Jim Meacham: That speaks to collaboration and communication. If the IT and facilities teams — I try not to use the word OT — are working together to address the needs, define availability, define requirements and expectations and escalations, then it will be known, and you’ll be able to work through problems. We’ve got lots of examples where growing pains have to happen to get there. We have centrally managed supervisory servers across national portfolios that are getting automatically patched and accidentally pushed applications they’re not supposed to get — a certain application that conflicts with the supervisory application. Those challenges have been had by other systems for years. You always have a non-production environment, and you test these things. That workflow exists; it’s just new to building automation. So we run into a lot of problems where we didn’t have good coordination. It really just comes down to sitting down, writing down expectations, who’s doing what, and working it out.

Ryan LaFlamme: Perfect segue. Something Ping wrote about for Optigo is the concept of collaborative training — putting the people responsible for OT, your systems integrators, and the IT team in the same room to learn those tools and workflows together, rather than training the siloed groups separately. Jim and Doug, have you seen something like that where you work? And for listeners, what would be one concrete move that an IT leader or a facilities/OT manager could make right now to start closing those gaps?

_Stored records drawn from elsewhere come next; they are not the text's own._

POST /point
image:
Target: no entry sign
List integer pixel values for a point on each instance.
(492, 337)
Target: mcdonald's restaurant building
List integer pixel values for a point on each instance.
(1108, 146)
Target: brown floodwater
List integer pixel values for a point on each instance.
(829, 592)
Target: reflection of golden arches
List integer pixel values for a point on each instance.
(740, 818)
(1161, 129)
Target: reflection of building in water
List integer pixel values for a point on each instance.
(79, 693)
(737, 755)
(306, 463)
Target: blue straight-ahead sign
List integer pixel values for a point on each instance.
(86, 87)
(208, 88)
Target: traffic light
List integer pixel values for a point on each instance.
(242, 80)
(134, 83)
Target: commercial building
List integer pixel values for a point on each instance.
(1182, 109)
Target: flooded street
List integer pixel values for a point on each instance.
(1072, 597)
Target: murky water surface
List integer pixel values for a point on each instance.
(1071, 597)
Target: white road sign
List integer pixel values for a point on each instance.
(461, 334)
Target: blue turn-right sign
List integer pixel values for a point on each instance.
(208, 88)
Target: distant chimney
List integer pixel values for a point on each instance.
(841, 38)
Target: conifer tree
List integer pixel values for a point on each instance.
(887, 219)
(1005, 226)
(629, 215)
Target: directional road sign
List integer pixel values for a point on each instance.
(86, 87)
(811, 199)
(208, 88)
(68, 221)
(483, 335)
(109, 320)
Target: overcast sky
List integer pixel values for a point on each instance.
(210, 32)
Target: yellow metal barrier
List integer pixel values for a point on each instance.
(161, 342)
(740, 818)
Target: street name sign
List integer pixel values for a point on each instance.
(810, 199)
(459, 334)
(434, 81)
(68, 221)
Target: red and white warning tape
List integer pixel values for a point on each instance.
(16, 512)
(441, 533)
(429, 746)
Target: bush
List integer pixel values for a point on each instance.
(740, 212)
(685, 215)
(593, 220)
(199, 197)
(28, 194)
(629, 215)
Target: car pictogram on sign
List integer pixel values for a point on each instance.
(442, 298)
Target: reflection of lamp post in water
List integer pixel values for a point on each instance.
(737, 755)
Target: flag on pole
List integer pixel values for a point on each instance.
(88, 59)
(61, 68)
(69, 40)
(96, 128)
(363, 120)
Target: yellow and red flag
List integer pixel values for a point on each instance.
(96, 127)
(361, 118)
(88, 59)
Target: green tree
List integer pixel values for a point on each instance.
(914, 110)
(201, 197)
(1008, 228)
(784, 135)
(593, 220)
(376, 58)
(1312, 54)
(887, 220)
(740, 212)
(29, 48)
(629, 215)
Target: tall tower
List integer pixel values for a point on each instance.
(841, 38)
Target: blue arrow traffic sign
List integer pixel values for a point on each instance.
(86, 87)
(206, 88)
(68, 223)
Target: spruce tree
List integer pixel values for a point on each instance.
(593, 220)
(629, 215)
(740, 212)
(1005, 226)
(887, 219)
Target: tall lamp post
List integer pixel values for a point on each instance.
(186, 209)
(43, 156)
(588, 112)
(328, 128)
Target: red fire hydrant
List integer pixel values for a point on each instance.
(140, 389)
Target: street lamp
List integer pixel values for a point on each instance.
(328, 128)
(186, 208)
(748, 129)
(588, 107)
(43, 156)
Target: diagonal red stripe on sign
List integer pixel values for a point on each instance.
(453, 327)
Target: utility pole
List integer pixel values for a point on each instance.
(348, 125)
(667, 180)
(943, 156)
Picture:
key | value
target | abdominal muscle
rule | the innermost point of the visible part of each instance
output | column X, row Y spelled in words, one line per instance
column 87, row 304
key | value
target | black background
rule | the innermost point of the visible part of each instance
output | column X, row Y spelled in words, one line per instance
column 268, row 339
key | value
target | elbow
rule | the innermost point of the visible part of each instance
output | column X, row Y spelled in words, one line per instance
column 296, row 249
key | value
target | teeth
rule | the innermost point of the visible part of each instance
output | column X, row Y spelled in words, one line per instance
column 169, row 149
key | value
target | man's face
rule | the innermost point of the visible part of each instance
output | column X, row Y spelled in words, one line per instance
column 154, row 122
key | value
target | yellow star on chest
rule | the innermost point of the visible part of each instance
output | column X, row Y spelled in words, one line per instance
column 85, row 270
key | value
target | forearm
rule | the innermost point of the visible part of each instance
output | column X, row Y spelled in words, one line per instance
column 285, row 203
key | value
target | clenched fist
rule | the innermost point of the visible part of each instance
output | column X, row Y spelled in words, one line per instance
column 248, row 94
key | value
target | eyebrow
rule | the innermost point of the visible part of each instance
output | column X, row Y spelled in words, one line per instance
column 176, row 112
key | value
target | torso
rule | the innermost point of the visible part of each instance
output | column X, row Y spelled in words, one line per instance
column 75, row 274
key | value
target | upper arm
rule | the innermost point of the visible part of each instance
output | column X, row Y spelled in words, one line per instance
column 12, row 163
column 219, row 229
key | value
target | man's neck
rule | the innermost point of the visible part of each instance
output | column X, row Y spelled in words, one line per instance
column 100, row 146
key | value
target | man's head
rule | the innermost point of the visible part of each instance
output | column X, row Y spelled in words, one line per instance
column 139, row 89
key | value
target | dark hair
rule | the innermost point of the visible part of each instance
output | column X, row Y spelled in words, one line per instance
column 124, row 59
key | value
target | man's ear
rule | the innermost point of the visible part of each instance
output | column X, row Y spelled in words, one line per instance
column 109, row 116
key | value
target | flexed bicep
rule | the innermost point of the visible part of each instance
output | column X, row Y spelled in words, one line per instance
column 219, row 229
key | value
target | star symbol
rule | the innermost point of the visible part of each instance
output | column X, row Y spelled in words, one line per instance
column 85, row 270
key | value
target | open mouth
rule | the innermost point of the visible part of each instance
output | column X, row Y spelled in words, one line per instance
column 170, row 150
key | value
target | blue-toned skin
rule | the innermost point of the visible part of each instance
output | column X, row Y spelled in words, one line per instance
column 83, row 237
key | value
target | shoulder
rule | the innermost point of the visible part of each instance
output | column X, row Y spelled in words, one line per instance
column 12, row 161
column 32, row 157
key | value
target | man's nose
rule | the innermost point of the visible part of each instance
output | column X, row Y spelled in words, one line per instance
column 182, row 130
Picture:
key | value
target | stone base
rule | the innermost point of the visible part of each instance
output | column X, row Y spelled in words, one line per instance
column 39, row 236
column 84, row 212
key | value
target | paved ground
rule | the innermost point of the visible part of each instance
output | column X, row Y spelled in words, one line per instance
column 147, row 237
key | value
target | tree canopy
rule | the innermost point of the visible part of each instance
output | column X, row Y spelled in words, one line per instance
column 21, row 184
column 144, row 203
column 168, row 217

Jim Meacham: The answer to the first part: no, I don’t think I have really seen that. It tends to be that IT folks and OT folks are training each other, but they’re not being trained together. There’s a nuance there, and it can be important. What’s been interesting to watch for my team — they’re system integrators — the skill set needed to succeed has evolved. They all have to be good network engineers now. They have to really understand what’s happening on the networks, or they can’t be successful. They can’t wait and not understand the flows of information, how protocols and everything interact — it’s a prerequisite now from a systems integration perspective. That’s probably slower to be adopted on the user side, with the folks who are operators expected to have a deeper knowledge of networks. In terms of what folks can do now: just make sure there’s clear commitment to the future state. The future state is, we expect this outcome of how devices are going to be on our network, and everyone is responsible for working together to achieve it. Having a very clear architectural mandate — everybody has to be aware of it, and that becomes the basis by which people can collaborate, train, and coordinate.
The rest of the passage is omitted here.